Dividend Stocks

Discussion in 'Stocks' started by yonisin, Jul 22, 2009.

  1. yonisin


    I have a day trading account, but I'm researching dividend stocks for income should I ever be able to retire. Can anyone suggest a site, or a list of stocks?


  2. I suspect that lists of high yielding stocks will give you a list of stocks which will soon cut their div, e.g. banks.

    Might be better to follow "bottoms-up" guys. I'm no fan of Buffett, but am long JNJ (Buffet sold recently), and I am long, but covered writes on HSY. Buffett recently bot Mars Candy. I bot HSY before that. But its the same type of stock.

    My feeling about div payers (I'm certainly no expert), find leaders in their industry, diversified as much as they can, and insulated from all the morons who grab the headlines every morning.

    In spite of last year's crash, the divs for both of these stocks let me ride them out.
  3. The trick is not to get lured in by the high dividend yield. 2% stock today can easily be a 6% in 4 years. Having said that AT&T and Verizon's 6%+ yield is hard to pass up along with few tobacco companies like PM, BTI, MO, RAI and LO.

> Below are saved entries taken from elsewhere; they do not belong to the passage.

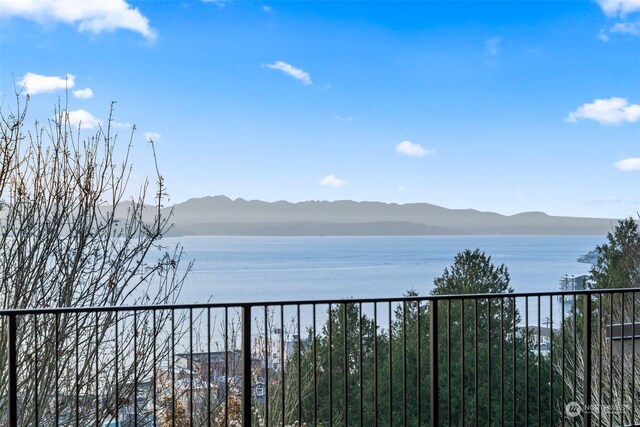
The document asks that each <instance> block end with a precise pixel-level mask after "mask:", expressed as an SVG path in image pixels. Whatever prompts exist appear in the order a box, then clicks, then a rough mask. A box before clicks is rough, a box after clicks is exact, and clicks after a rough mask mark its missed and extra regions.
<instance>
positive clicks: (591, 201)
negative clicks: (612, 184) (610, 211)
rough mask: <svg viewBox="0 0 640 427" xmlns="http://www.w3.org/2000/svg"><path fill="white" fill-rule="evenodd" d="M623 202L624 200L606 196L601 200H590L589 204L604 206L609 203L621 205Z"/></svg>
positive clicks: (597, 199) (587, 203) (608, 196)
mask: <svg viewBox="0 0 640 427" xmlns="http://www.w3.org/2000/svg"><path fill="white" fill-rule="evenodd" d="M620 202H622V199H621V198H620V197H618V196H605V197H600V198H599V199H593V200H589V201H588V202H587V204H588V205H603V204H609V203H620Z"/></svg>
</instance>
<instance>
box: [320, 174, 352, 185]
mask: <svg viewBox="0 0 640 427" xmlns="http://www.w3.org/2000/svg"><path fill="white" fill-rule="evenodd" d="M346 183H347V181H343V180H342V179H339V178H336V176H335V175H334V174H331V175H327V176H325V177H324V178H322V179H321V180H320V184H322V185H327V186H329V187H335V188H340V187H343V186H344V185H345V184H346Z"/></svg>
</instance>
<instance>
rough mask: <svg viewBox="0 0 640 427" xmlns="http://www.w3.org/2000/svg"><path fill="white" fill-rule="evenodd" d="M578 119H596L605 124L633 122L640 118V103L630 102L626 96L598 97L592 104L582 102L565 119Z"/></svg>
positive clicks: (569, 121) (587, 119) (638, 119)
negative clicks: (581, 104) (577, 108)
mask: <svg viewBox="0 0 640 427" xmlns="http://www.w3.org/2000/svg"><path fill="white" fill-rule="evenodd" d="M578 120H595V121H597V122H598V123H600V124H603V125H616V124H620V123H623V122H628V123H633V122H636V121H638V120H640V105H638V104H629V102H627V100H626V99H624V98H609V99H596V100H595V101H593V102H592V103H590V104H582V105H581V106H580V107H578V109H577V110H576V111H574V112H573V113H570V114H569V116H567V118H566V119H565V121H566V122H569V123H576V122H577V121H578Z"/></svg>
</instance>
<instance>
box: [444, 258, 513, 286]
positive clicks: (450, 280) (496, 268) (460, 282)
mask: <svg viewBox="0 0 640 427" xmlns="http://www.w3.org/2000/svg"><path fill="white" fill-rule="evenodd" d="M433 283H434V285H435V289H433V291H431V294H432V295H456V294H493V293H503V292H512V290H511V288H510V287H509V271H508V270H507V267H505V266H504V264H502V265H500V266H499V267H495V266H494V265H493V263H492V262H491V257H490V256H487V255H485V253H484V252H480V250H479V249H476V250H474V251H471V250H469V249H466V250H464V251H463V252H460V253H458V254H457V255H456V256H455V258H454V261H453V266H451V268H450V269H449V268H445V269H444V272H443V273H442V276H440V277H437V278H436V279H435V280H434V281H433Z"/></svg>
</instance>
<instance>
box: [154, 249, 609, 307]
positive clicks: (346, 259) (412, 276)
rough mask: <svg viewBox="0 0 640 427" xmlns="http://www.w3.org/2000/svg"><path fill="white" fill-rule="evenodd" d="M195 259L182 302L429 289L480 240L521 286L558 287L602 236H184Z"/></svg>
mask: <svg viewBox="0 0 640 427" xmlns="http://www.w3.org/2000/svg"><path fill="white" fill-rule="evenodd" d="M166 241H167V242H166V243H167V244H175V243H177V242H181V243H182V245H183V246H184V249H185V255H186V256H185V259H193V260H195V264H194V267H193V271H192V272H191V274H190V275H189V277H188V279H187V282H186V284H185V286H184V288H183V292H182V295H181V297H180V302H184V303H190V302H206V301H211V302H221V303H222V302H224V303H228V302H243V301H280V300H306V299H329V298H373V297H397V296H401V295H402V294H404V293H405V292H406V291H407V290H410V289H413V290H416V291H418V292H419V293H420V294H427V293H428V292H429V291H430V290H431V289H432V288H433V279H434V278H435V277H436V276H439V275H441V274H442V271H443V270H444V268H445V267H447V266H450V265H451V264H452V263H453V258H454V256H455V255H456V253H458V252H460V251H462V250H464V249H467V248H469V249H475V248H479V249H480V250H482V251H484V252H485V253H486V254H487V255H490V256H491V257H492V260H493V262H494V264H501V263H504V264H505V265H506V266H507V267H508V269H509V272H510V274H511V286H512V287H513V289H514V290H515V291H516V292H519V291H522V292H536V291H555V290H557V289H558V280H559V278H560V276H562V275H563V274H582V273H586V272H588V271H589V268H590V265H589V264H583V263H579V262H577V261H576V259H577V258H578V257H579V256H580V255H582V254H584V253H586V252H588V251H589V250H592V249H594V248H595V246H596V245H598V244H602V243H604V242H605V237H604V236H536V237H531V236H522V237H520V236H464V237H450V236H447V237H431V236H428V237H180V238H171V239H166Z"/></svg>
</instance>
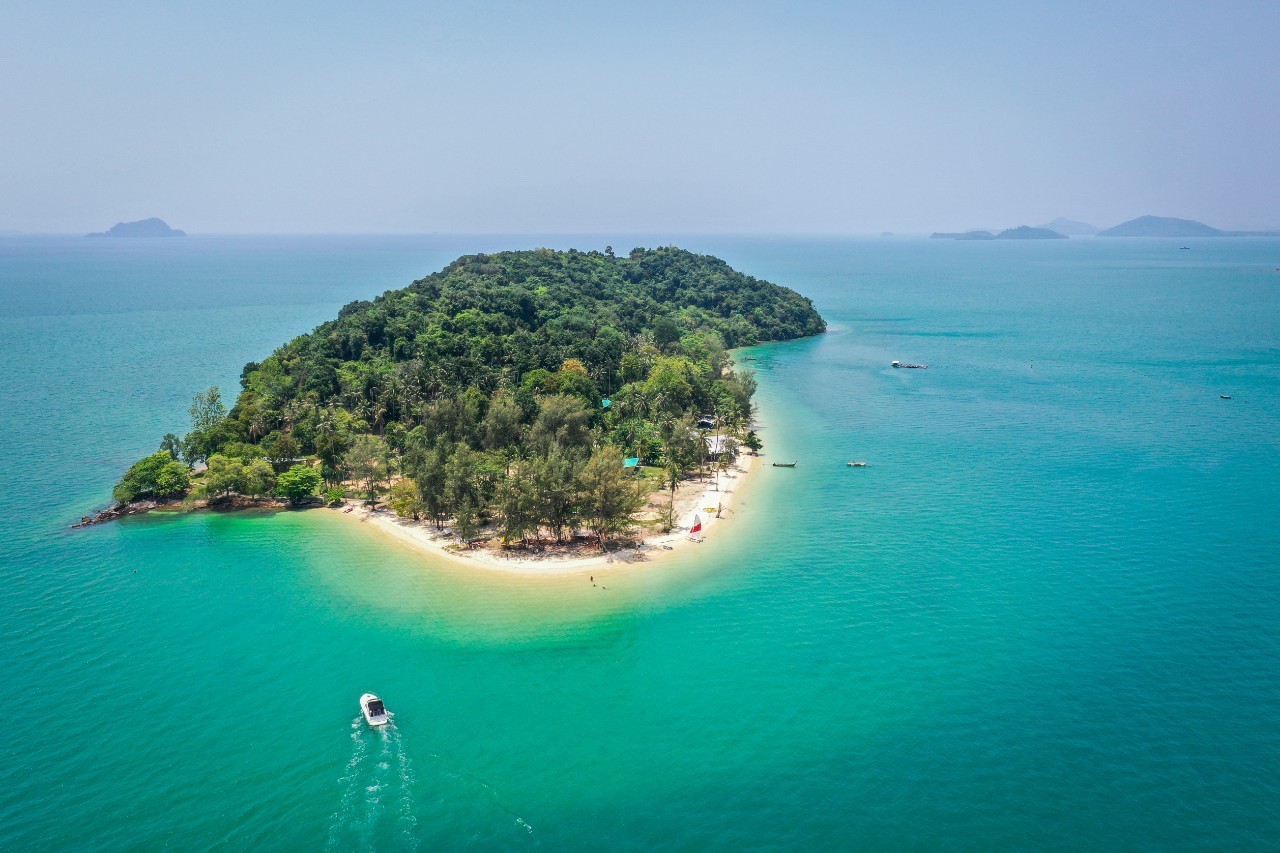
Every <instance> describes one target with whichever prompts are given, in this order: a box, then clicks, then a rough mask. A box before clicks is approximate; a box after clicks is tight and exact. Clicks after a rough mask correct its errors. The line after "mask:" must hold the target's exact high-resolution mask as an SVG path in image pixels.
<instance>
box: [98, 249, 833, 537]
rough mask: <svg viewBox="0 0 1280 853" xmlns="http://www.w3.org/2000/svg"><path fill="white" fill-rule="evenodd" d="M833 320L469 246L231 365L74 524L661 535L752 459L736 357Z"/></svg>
mask: <svg viewBox="0 0 1280 853" xmlns="http://www.w3.org/2000/svg"><path fill="white" fill-rule="evenodd" d="M824 330H826V321H824V320H823V319H822V316H819V314H818V313H817V311H815V310H814V306H813V304H812V301H810V300H808V298H805V297H803V296H800V295H799V293H796V292H795V291H791V289H788V288H786V287H781V286H778V284H773V283H771V282H764V280H760V279H756V278H753V277H750V275H745V274H742V273H739V272H736V270H733V269H731V268H730V266H728V265H727V264H726V263H724V261H722V260H719V259H717V257H712V256H707V255H695V254H692V252H689V251H685V250H681V248H676V247H660V248H650V250H645V248H635V250H632V251H631V252H630V254H628V255H627V256H625V257H623V256H616V255H614V254H613V250H612V248H605V251H603V252H599V251H588V252H584V251H577V250H570V251H552V250H545V248H543V250H534V251H516V252H500V254H494V255H467V256H463V257H460V259H458V260H456V261H453V263H452V264H449V265H448V266H445V268H444V269H443V270H440V272H438V273H433V274H431V275H428V277H426V278H424V279H421V280H417V282H413V283H412V284H411V286H408V287H406V288H403V289H396V291H389V292H387V293H384V295H381V296H379V297H378V298H375V300H372V301H357V302H352V304H349V305H347V306H346V307H343V309H342V310H340V311H339V313H338V316H337V319H334V320H330V321H328V323H324V324H321V325H320V327H317V328H316V329H315V330H312V332H311V333H308V334H303V336H300V337H297V338H294V339H293V341H289V342H288V343H285V345H284V346H282V347H279V348H278V350H276V351H275V352H273V353H271V355H270V356H268V357H266V359H264V360H262V361H261V362H251V364H247V365H244V369H243V370H242V373H241V392H239V394H238V397H237V400H236V401H234V403H233V405H232V407H230V410H228V409H227V407H225V405H224V402H223V398H221V392H220V389H219V388H216V387H212V388H209V389H207V391H202V392H200V393H197V394H196V397H195V401H193V403H192V406H191V420H192V428H191V430H189V432H187V433H186V434H184V435H182V437H179V435H177V434H173V433H170V434H168V435H165V437H164V438H163V439H161V442H160V448H159V450H157V451H156V452H155V453H151V455H148V456H146V457H145V459H142V460H140V461H138V462H136V464H134V465H133V466H132V467H131V469H129V470H128V471H127V473H125V475H124V476H123V478H122V479H120V482H119V483H118V484H116V487H115V489H114V493H113V497H114V498H115V501H116V503H115V505H114V506H113V507H111V508H109V510H106V511H104V512H101V514H99V515H97V516H95V517H87V519H84V520H83V521H82V524H87V523H96V521H102V520H110V519H114V517H120V516H123V515H131V514H136V512H143V511H148V510H152V508H157V507H174V508H175V507H183V508H188V510H189V508H201V507H211V508H218V507H241V506H273V505H280V503H288V505H292V506H317V505H330V506H346V507H347V508H348V511H349V510H352V508H353V506H355V505H353V503H351V501H360V502H361V505H362V507H364V510H362V511H367V510H371V508H375V507H378V505H379V502H384V503H385V505H387V507H389V508H390V510H393V511H394V514H396V516H397V517H398V519H401V520H403V521H402V524H412V523H417V525H419V526H420V528H429V529H433V530H434V532H436V534H435V538H438V539H440V538H443V539H447V540H448V544H449V546H451V547H452V548H480V549H485V548H488V549H492V551H497V549H502V551H504V552H512V551H516V552H530V551H538V552H541V551H543V549H545V548H547V547H549V546H553V547H556V548H559V549H562V551H564V549H568V551H573V549H575V548H576V551H577V552H581V553H585V552H586V551H588V549H594V551H595V553H600V552H604V551H605V549H608V548H611V547H621V546H623V544H628V543H634V540H635V537H636V533H637V532H643V530H655V532H658V533H669V532H672V530H673V529H675V528H676V525H677V515H678V514H677V506H676V492H677V491H678V489H680V488H681V484H682V483H685V482H687V480H689V479H690V478H694V476H696V478H699V479H700V480H701V479H704V478H705V479H709V480H710V482H712V483H717V484H718V478H719V475H721V474H723V473H728V471H730V470H731V469H733V467H735V466H736V461H737V459H739V456H740V453H741V451H742V448H745V450H746V451H750V452H753V453H754V452H755V451H758V450H759V447H760V439H759V437H758V435H756V434H755V430H754V429H753V412H754V405H753V396H754V392H755V380H754V378H753V375H751V374H750V373H749V371H745V370H739V369H736V368H735V364H733V359H732V356H731V352H730V351H731V350H732V348H735V347H744V346H750V345H756V343H763V342H768V341H786V339H792V338H799V337H805V336H812V334H818V333H822V332H824ZM321 493H323V494H321ZM659 494H660V496H666V498H667V500H666V501H662V500H658V497H657V496H659ZM384 516H385V517H389V514H384Z"/></svg>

    World class stocks are a good base to start out with. KO, AXP, CAT, MCD, and the likes.

    Canadian banks are a good place to look for some sweet divs. BNS, BMO, TD, and CM.

    I went all in on good dividend stocks at the market bottom last year. I calculated the whole portfolio and I got an average div of about 4.2 using buying some of the stocks listed above. Could have been 5%+ if I hadn't bought so much Microsoft.

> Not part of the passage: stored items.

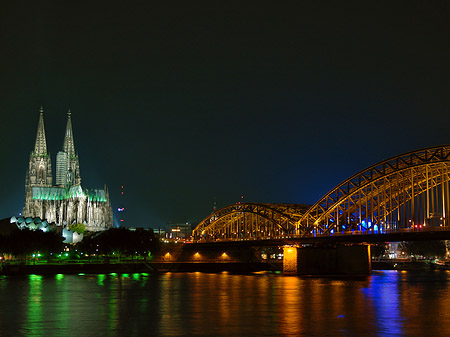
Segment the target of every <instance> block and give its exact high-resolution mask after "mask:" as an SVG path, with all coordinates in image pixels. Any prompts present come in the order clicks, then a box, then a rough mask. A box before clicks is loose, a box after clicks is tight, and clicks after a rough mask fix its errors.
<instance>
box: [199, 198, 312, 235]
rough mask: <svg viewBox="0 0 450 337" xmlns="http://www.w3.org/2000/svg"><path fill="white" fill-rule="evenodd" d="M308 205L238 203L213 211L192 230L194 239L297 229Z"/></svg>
mask: <svg viewBox="0 0 450 337" xmlns="http://www.w3.org/2000/svg"><path fill="white" fill-rule="evenodd" d="M309 207H310V206H309V205H296V204H268V203H239V204H235V205H230V206H227V207H224V208H222V209H219V210H217V211H215V212H214V213H212V214H210V215H209V216H208V217H206V218H205V219H204V220H202V222H200V223H199V224H198V225H197V227H196V228H195V229H194V230H193V236H194V239H195V240H199V239H203V240H207V241H210V240H225V239H259V238H268V237H278V236H283V235H287V234H294V233H295V232H296V228H297V224H298V221H299V220H300V218H301V216H302V214H303V213H304V212H305V211H306V210H307V209H308V208H309Z"/></svg>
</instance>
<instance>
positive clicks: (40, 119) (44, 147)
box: [34, 106, 47, 156]
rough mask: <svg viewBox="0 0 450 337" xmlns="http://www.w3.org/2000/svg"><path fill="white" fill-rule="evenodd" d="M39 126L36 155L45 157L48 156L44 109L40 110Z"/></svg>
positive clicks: (41, 107) (36, 144)
mask: <svg viewBox="0 0 450 337" xmlns="http://www.w3.org/2000/svg"><path fill="white" fill-rule="evenodd" d="M39 112H40V116H39V124H38V131H37V134H36V143H35V144H34V155H36V156H45V155H47V141H46V139H45V128H44V109H43V108H42V106H41V108H40V109H39Z"/></svg>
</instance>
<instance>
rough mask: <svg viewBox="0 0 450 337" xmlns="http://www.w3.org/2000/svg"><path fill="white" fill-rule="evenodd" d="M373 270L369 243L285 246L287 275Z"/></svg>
mask: <svg viewBox="0 0 450 337" xmlns="http://www.w3.org/2000/svg"><path fill="white" fill-rule="evenodd" d="M371 271H372V266H371V259H370V246H369V245H351V246H345V245H339V246H337V247H303V248H297V247H284V256H283V272H284V274H286V275H293V274H297V275H363V274H370V273H371Z"/></svg>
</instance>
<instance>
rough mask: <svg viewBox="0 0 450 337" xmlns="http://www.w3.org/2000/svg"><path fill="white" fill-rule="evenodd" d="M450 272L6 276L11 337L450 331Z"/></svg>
mask: <svg viewBox="0 0 450 337" xmlns="http://www.w3.org/2000/svg"><path fill="white" fill-rule="evenodd" d="M449 323H450V272H448V271H421V272H410V271H408V272H407V271H403V272H401V271H374V272H373V274H372V275H371V276H365V277H359V278H355V277H351V278H349V277H347V278H337V277H327V278H319V277H311V278H310V277H296V276H283V275H281V274H276V273H261V274H251V275H233V274H228V273H218V274H208V273H198V272H197V273H162V274H121V275H117V274H108V275H105V274H100V275H62V274H58V275H42V276H41V275H28V276H2V277H1V278H0V335H1V336H45V337H48V336H448V335H450V324H449Z"/></svg>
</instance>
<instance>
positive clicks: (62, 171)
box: [56, 110, 81, 187]
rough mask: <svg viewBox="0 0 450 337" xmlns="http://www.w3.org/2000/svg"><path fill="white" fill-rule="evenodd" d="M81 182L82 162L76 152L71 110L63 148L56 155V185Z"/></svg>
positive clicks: (66, 185)
mask: <svg viewBox="0 0 450 337" xmlns="http://www.w3.org/2000/svg"><path fill="white" fill-rule="evenodd" d="M80 184H81V176H80V163H79V161H78V155H77V154H76V153H75V145H74V141H73V131H72V120H71V113H70V110H69V112H68V113H67V125H66V133H65V135H64V143H63V150H62V151H60V152H58V154H57V156H56V185H58V186H68V187H70V186H73V185H80Z"/></svg>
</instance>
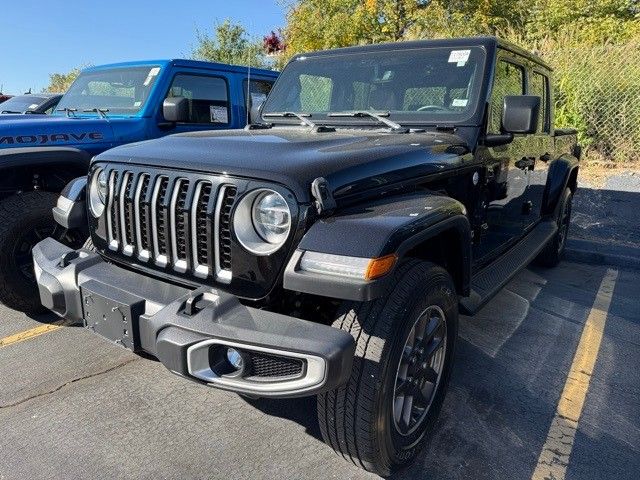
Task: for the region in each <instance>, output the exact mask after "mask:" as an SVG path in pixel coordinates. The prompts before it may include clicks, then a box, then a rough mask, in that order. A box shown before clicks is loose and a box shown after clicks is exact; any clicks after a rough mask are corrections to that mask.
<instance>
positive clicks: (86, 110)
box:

    There's bunch of legitimate lists out there like the dividend achievers and dividend aristocrats but I never really bothered with them.
  4. Nanook


  5. drbtk


    You might also want to look at MLP's, Royalty Trusts, REITS, and preferred stocks for higher yields (with corresponding risk of course).
  6. drcha


    I have looked pretty hard for a site like this but have not found a site devoted to it that is free or inexpensive and that is not flipping people in and out of stuff all the time.

    I have a few suggestions:

    Vectorvest.com is about $50/month. They give each dividend a safety rating from 0 to 100. They also provide information about dividend growth and dividend yield, as well as a lot of other stuff. You can sort the 8000 stocks they follow by any of those parameters. This site is well worth it for stock picking and market timing. You can try it out for a month for a small fee--I think $20.

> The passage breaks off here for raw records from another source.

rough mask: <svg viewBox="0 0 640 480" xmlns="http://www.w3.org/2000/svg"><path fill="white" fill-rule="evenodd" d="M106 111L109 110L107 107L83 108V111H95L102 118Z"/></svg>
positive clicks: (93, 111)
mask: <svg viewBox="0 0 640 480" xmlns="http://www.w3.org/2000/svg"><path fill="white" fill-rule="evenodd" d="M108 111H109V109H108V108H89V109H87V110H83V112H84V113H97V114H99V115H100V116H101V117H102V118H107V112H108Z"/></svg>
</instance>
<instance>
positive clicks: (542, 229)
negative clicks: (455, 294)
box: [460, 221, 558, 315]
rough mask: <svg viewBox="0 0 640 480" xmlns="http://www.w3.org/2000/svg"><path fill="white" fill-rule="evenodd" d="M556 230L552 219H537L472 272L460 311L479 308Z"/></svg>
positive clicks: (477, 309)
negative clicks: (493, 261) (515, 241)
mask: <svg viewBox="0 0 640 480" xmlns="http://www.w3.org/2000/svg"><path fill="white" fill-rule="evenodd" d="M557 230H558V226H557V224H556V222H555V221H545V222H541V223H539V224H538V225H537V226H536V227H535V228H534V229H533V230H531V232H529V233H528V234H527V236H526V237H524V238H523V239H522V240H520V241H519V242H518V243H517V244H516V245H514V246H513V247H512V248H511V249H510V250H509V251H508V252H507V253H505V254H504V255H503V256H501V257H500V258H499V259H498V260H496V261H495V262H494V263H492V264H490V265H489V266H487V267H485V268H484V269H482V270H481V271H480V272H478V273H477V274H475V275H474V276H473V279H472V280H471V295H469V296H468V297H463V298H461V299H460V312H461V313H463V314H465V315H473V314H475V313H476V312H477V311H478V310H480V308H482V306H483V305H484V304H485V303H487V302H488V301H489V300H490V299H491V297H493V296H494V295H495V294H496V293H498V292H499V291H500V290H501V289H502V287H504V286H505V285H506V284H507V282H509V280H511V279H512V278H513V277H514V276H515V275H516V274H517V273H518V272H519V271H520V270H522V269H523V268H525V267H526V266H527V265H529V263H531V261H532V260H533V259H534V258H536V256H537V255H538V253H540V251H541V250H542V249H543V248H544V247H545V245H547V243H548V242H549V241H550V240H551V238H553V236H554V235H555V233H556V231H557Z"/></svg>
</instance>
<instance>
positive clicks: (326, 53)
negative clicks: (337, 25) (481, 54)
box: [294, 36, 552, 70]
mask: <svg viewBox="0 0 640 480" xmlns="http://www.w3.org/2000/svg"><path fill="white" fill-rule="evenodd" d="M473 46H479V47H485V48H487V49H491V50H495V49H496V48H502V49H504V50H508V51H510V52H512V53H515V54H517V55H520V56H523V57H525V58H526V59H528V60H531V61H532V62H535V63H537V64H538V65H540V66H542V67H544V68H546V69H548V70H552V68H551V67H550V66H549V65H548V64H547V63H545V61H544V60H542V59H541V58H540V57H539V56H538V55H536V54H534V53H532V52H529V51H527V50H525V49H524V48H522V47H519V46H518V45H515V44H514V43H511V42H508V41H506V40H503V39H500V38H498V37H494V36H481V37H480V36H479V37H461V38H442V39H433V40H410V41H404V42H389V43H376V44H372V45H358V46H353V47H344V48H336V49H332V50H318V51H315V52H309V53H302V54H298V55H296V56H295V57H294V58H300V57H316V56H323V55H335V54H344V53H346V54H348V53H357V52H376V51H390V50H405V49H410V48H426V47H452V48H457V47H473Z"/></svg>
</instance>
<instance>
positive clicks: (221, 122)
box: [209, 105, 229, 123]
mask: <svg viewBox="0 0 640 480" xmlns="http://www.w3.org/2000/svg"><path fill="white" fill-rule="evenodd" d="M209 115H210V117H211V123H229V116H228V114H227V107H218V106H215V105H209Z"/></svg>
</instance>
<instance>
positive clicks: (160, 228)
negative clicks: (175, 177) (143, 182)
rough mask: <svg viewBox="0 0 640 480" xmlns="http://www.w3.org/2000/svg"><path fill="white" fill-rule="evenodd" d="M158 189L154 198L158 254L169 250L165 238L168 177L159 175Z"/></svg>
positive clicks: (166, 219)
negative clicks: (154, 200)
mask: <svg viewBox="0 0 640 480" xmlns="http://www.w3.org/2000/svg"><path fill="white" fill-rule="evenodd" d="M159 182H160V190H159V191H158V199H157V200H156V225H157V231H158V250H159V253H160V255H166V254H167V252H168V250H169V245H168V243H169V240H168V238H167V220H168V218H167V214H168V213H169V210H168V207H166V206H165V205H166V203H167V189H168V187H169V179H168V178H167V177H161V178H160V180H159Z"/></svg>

    The S&P and Mergent's lists of dividend achievers are also a really good place to start. They are free but what they don't provide is a dividend safety rating.

    Whatever you do, do not rely on Morningstar for this type of information. While they may be a good source for fund information, my opinion is that they do a really crappy job of stock picking and that they are completely useless when trying to evaluate whether a dividend is safe.

    I read a book on utility stock investing one time (don't recall what the book was) that suggested this method: Choose stocks that have been increasing their dividend. Calculate the percent dividend increase (from same quarter of last year) each time a new dividend is announced. If the company is not increasing their dividend at the same rate or a higher rate as the previous year, dump the stock and find a new one. This is an extremely conservative approach that should get you out of any bad issues early. It will work well for many equities, but is not a very good method for REITs and MLPs, whose distributions necessarily vary. And I think it is good to hold some of those, since they do not necessarily correlate with the stock markets.

    As long as you are going to be sitting on dividend stocks long term, you might want to consider selling some calls against them to get more income. You don't have to let the stock get called away completely; you can just sell calls against part of your shares if you like. If you do this, for diversification, it is best to sell them at different times and with different times to expiration.

    In addition to equities, there are numerous ETFs that pay a decent dividend, including some of the currency, commodity, real estate and foreign stock ETFs. That should get you some diversification, since all value stocks tend to tank at the same time.